Review the experienced teacher’s lesson plan in Figure 3.3 on p. 78 of the text.
Write a 200 to 300word response by adding more detail to the experienced teacher’s
lesson plan:
o Provide ideas for motivating students.
o Create question prompts.
o Suggest methods for evaluating the lesson’s objective.
• Answer the following question: What makes a lesson plan effective?
The following is what they are talking about.....
Figure 3.3 An Experienced Teacher’s Lesson Plan
Subject: Math
Objectives: Measure, draw, define rectangle, square, perimeter. Use formula to find
perimeter.
Materials: Guinea pig cage (for motivation), ruler, shapes
Procedure:
1. Motivation: Use cage with guinea pig!
2. Introduce L.W. Use cage.
3. Have students draw; observe.
4. Define rectangle, square.
5. Have students find P of cage.
6. Explain formula.
7. Have students practice using shapes.
8. Evaluate objectives.
HELP PLEASE I NEED IT ON THIS BAD

o Provide ideas for motivating students.
Let's decorate the guinea pig's cage.
o Create question prompts.
Would you like to put a ribbon around it?
How much ribbon do we need?
Who wants to measure the cage to find out how much ribbon we need?
o Suggest methods for evaluating the lesson’s objective.
Check students' drawings of squares.
and rectangles.
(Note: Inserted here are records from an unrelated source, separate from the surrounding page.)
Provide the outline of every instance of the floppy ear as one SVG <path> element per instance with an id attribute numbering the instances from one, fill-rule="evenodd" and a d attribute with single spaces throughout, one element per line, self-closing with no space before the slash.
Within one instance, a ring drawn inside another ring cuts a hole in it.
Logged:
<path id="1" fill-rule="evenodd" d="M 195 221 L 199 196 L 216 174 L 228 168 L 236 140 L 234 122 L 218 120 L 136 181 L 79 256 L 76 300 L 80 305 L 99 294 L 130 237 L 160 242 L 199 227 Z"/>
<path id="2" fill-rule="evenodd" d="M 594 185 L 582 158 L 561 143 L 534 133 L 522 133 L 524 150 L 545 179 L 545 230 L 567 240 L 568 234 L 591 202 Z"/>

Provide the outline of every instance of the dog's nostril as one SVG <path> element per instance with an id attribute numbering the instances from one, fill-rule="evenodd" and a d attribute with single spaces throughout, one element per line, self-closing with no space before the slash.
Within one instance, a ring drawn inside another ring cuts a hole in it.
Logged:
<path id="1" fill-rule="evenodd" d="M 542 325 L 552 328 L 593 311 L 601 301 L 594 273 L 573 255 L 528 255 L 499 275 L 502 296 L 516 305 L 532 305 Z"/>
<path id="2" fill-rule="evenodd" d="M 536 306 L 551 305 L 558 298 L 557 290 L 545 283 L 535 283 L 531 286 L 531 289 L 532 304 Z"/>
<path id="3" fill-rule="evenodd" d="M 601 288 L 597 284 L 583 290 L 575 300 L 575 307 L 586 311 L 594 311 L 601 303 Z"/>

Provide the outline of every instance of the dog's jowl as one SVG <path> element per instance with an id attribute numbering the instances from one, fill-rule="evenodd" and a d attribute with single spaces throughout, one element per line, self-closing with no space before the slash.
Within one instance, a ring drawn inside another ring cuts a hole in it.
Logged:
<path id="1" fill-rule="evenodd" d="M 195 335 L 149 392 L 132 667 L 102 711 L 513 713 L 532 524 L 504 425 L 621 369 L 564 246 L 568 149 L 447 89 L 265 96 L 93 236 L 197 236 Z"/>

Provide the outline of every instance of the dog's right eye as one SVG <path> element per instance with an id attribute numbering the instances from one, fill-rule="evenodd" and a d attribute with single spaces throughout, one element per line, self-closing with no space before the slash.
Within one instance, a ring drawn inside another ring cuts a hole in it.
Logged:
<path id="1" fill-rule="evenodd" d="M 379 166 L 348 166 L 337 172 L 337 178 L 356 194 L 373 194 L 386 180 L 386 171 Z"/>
Tell them to outline the perimeter in red crayon or marker.
• Answer the following question: What makes a lesson plan effective?
What do you think, Dawn? 
The way a teacher plans and carries out the lessons makes it effective.

That is all I can think of but I know there are more. HELP!!

To make a plan truly effective you need involvement. The students often like to work in two's, three's or four's. When they are working in groups it's best to try to have 1 excellent student, 1 slow student and 2 in the middle. If the group gets a group score they will all be bringing the slow student up to standard. Each student needs to understand what to do, keep on task and see the results. Working interactively can increase the noise level at first, but as long as you can see they are all keeping to the task, it's worth it!
Usually I did one example for all, explaining as I went. Then students explained the next time what I did and one brave student would do it and explain it all alone. This made it surer that everyone understood what to do.
Good luck! Don't be afraid to be creative, within the structure. Each group make have a different makeup and it won't take long to see what works best.